“I see why Brooke has you running interference with her mom,” Noah said.
I pretended to be composed and glanced over at him. “So you’re obligated to do the rehearsal dinner because you’re ushering tomorrow?”
He flashed me a big smile. “I am. King of the ushers.”
A big old piece of arugula was stuck to his front tooth, right up against his gumline.
“Oh, uh…” I’d have told Brooke if it was her, but how did you politely tell a brand-new acquaintance they had food stuck? I couldn’t think of anything smooth, so I went for it. “You have some food caught on your tooth.”
“Whoa, thanks.” He closed his lips, ran his tongue over his teeth and bared them again. “Did I get it?” he asked through his clenched jaw.
“You got it.”
“Thanks.”
“No problem.” It made me feel a tiny bit better about falling off my own shoes. “So what does king of the ushers do?”

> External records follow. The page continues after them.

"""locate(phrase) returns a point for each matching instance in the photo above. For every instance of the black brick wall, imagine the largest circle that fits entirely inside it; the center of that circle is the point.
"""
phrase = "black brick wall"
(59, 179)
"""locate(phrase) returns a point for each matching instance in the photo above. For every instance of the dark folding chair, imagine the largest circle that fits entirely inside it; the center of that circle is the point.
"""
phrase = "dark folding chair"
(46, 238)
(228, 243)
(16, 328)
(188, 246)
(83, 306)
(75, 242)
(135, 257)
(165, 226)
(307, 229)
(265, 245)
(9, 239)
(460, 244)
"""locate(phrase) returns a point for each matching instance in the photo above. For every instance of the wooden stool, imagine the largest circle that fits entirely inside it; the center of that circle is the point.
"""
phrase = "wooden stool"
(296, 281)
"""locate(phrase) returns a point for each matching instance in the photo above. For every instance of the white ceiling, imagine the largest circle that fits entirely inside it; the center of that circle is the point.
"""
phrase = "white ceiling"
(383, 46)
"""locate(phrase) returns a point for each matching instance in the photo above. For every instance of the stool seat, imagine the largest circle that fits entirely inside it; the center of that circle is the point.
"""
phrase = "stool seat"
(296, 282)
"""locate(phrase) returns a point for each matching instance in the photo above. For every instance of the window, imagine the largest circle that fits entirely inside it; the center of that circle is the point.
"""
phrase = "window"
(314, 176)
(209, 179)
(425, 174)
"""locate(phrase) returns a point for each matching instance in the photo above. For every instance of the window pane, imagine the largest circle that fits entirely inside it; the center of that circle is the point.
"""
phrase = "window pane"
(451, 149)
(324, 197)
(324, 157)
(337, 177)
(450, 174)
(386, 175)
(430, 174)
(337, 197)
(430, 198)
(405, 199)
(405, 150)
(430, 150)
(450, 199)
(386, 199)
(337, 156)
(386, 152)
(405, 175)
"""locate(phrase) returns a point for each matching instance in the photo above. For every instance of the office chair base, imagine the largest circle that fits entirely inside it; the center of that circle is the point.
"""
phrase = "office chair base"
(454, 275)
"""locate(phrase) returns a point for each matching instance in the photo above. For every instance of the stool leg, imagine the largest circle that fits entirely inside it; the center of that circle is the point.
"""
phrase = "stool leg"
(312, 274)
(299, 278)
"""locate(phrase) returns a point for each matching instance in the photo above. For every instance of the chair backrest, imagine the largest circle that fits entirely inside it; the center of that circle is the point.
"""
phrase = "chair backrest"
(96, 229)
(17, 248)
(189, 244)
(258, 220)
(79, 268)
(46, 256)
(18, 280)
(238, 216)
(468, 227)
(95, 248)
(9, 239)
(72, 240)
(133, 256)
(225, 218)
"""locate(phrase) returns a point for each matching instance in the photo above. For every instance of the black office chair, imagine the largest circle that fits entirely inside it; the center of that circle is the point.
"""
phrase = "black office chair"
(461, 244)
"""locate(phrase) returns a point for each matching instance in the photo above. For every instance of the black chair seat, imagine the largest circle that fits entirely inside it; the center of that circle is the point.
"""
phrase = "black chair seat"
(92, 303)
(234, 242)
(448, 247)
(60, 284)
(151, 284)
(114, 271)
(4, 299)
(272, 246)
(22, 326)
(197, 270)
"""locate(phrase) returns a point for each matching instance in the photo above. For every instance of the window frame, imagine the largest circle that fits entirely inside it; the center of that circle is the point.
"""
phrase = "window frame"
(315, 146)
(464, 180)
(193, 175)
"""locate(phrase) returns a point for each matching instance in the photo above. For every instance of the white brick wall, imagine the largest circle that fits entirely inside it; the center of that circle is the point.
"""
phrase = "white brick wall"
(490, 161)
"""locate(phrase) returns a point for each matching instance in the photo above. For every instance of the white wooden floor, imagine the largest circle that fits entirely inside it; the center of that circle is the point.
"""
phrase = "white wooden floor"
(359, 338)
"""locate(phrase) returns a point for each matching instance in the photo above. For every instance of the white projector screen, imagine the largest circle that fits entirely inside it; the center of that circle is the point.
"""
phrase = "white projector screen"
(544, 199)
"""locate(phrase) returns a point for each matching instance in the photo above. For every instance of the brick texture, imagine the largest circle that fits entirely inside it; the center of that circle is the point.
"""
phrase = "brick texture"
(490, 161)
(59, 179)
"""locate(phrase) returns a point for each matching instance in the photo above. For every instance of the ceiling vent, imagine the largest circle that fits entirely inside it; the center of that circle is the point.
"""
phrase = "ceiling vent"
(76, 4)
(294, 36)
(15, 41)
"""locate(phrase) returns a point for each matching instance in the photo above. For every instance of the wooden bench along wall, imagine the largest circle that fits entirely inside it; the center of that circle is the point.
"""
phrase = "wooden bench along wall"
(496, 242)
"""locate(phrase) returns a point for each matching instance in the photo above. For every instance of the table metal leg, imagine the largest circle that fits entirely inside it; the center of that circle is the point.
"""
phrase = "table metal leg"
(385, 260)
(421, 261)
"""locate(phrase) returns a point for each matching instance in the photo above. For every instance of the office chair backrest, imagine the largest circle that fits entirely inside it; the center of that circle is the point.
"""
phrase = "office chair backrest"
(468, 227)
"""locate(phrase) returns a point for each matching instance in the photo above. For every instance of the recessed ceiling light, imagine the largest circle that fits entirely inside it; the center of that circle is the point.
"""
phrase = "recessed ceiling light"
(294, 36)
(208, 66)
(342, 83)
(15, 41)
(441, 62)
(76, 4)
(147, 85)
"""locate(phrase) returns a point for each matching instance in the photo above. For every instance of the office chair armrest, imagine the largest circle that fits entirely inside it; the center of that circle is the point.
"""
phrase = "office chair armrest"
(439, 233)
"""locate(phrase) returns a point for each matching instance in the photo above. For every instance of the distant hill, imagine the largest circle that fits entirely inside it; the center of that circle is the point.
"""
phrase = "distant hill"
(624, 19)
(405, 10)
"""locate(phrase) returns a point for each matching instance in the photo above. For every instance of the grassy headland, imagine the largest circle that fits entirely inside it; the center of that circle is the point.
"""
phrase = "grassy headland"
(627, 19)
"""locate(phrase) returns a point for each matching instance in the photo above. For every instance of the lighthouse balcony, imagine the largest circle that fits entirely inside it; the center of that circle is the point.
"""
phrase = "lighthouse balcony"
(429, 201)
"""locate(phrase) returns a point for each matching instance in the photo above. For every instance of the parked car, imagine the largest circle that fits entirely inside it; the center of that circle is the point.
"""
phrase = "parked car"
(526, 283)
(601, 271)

We chatted for several minutes like any strangers at a dinner party might. At some point, the reverend sitting on his other side asked him a question, and Noah turned to talk to him. Mrs. Spencer reclaimed my attention, and I listened to herover the musical lilt of silverware on fine china and the murmur of conversations happening up and down the table.
The servers collected our salad plates and replaced them with salmon, lemon pasta, and sautéed bok choy.
“Oh man, this is good,” Noah said. He cut off another piece of his salmon. “Do you like fish?”
“Yeah, salmon especially.” I was going to ask if he’d tried the bok choy when I noticed a cowlick had formed since the last time we spoke. A tuft poked out near his part. His hair product must be failing…although it didn’t look like he used much. His medium-brown hair was the kind of short where he probably had to get it cut every four weeks exactly or it would get shaggy. But unlike the lettuce in his teeth, there was nothing he could do to fix the cowlick, so I didn’t say anything.
It looked ridiculous, and I did appreciate the universe trying to tip the scales between us again.
“I know I already said this, but seriously, you do look familiar. It’s bugging me that I can’t put my finger on it.” He studied my face, not in an intrusive way, but my eyes still skittered to his cowlick. “You’re from here?” he asked.
“Yeah, Creekville born and bred. Graduated from Lincoln. You?”
“I’m not from Creekville.”
I refrained from rolling my eyes. “I know that. If you’d gone to high school here, I would know you.”
“Right. I’m from Mineral.”
It was only two towns over. “So you went to Lone Valley?”
“Yeah.”
“I went to a homecoming dance there once.”
His gaze sharpened. “Wait, did you go with Blake Garner?”
My eyes widened. “How’d you know that?”
He started laughing. “We double-dated. That’s why you look familiar.”
I blinked a couple times. “Seriously?”
“Yeah. My date was Serena, the redhead? And I was a lot shorter. I grew eight inches the summer before my junior year, after that dance.”
“You were my height at that homecoming.” I couldn’t process it. “You were so puny. I was taller than you in my heels. And now you’re not puny. You did all that in one summer?” I waved my hand to encompass him head to toe. If he was under six feet, it wasn’t by much.
“I’m 5’11 now, but I got it all at once. It was an uncomfortable summer.”
“I can imagine. Or maybe not. I never got my growth spurt.”